That’s exactly what Ellis Pinsky did.

How a NYC teenager became the FBI’s most wanted

It started with a phone call. Crypto investor Michael Turpin left a conference. Meanwhile, across the country, Ellis had already bribed telecom workers with one mission: intercept Turpin’s phone number. Once they had it, the script ran in seconds. Emails compromised. Cloud accounts breached. Wallet keys exposed.

The haul? Astronomical. But here’s the thing—most of it was locked tight. Until they found the $24 million sitting unprotected.

Hours later, Turpin noticed his account balance drop by eight figures. His main wallet was still there. But the money? Gone.

It became the largest single SIM swap heist on record.

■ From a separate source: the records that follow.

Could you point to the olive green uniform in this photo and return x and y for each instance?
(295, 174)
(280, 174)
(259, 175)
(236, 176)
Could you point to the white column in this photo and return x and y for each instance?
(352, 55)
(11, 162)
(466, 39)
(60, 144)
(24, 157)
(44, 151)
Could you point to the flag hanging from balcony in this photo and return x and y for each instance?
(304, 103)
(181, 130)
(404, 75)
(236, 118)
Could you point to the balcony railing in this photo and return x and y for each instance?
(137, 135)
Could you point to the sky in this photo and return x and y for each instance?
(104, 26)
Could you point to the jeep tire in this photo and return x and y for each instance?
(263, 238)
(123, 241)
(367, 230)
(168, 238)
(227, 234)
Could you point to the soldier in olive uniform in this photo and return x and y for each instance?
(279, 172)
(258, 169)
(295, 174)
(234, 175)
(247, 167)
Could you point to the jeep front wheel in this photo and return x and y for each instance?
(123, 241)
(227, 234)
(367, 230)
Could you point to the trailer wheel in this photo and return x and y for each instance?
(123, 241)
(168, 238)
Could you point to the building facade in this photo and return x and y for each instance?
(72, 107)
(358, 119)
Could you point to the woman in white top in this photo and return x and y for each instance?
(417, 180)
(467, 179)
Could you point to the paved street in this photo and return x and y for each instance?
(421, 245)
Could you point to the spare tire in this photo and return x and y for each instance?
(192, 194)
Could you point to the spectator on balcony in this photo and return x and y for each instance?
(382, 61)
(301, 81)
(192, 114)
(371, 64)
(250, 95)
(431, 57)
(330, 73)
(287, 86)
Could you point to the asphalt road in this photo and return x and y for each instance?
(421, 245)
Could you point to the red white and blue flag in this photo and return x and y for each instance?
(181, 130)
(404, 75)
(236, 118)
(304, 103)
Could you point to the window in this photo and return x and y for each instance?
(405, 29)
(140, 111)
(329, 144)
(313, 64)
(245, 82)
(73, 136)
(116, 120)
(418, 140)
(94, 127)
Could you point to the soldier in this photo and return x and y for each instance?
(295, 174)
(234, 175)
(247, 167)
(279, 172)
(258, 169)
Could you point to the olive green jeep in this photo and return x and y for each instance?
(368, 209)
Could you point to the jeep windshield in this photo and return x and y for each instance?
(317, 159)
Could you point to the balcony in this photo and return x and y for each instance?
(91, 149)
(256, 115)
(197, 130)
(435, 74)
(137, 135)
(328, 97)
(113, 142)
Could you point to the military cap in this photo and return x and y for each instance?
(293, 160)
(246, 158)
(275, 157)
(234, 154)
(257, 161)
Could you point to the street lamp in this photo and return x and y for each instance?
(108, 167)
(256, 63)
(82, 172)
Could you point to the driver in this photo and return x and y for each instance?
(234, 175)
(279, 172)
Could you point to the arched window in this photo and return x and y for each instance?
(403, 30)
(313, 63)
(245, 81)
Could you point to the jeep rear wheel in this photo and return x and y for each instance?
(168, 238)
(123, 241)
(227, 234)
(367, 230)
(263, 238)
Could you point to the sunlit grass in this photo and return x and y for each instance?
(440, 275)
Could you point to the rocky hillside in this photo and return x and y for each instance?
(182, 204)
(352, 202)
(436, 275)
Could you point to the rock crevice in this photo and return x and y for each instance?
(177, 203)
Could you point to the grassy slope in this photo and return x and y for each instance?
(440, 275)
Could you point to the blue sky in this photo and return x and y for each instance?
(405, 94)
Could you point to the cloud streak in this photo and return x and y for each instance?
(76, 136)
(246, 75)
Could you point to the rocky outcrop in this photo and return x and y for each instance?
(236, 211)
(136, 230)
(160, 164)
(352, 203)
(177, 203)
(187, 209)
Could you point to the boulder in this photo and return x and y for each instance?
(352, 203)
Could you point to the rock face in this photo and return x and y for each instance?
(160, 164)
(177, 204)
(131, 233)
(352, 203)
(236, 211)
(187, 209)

From Xbox kid to crypto criminal

Ellis’s origin story reads like a hacker origin arc:

  • Age 13: Got his first Xbox
  • Started trading rare Instagram handles for cash
  • Joined underground hacker forums
  • Learned SQL injection
  • Realized SIM swaps = infinite wallet access

The formula was simple but devastating: bribe a telecom rep ($100-500), intercept a text, reset passwords, drain wallets. Rinse and repeat.

Suddenly flush with cash, Ellis bought himself a $100,000 Rolex and stashed it under his bed. Then spent the rest on escorts, nightclubs, and pure teenage excess.

The operation falls apart

The first crack came from his own crew. Nicholas Truglia, one of Ellis’s partners, couldn’t resist bragging online: “Stole $24M. Still can’t keep a friend.”

Sloppy move. Truglia used his real name on Coinbase. The FBI was already watching. He went to prison.

Then things got worse for Ellis. One accomplice ran off with $1.5 million. Another started casually discussing hiring a hitman. The whole operation was imploding.

At 15, Ellis was already living a life with a $22 million lawsuit, masked gunmen breaking into his home, and federal agents closing in.

Where is he now?

Ellis Pinsky is now a philosophy and computer science major at NYU. According to reports, he’s building startups, trying to repay debts, and distance himself from his past.

But the damage was done. By 15, he had managed to acquire 562 Bitcoin, build a network of corrupt telecom insiders, draw the FBI’s attention, and paint a target on his back.

The real question? Whether you can ever leave a life like that behind.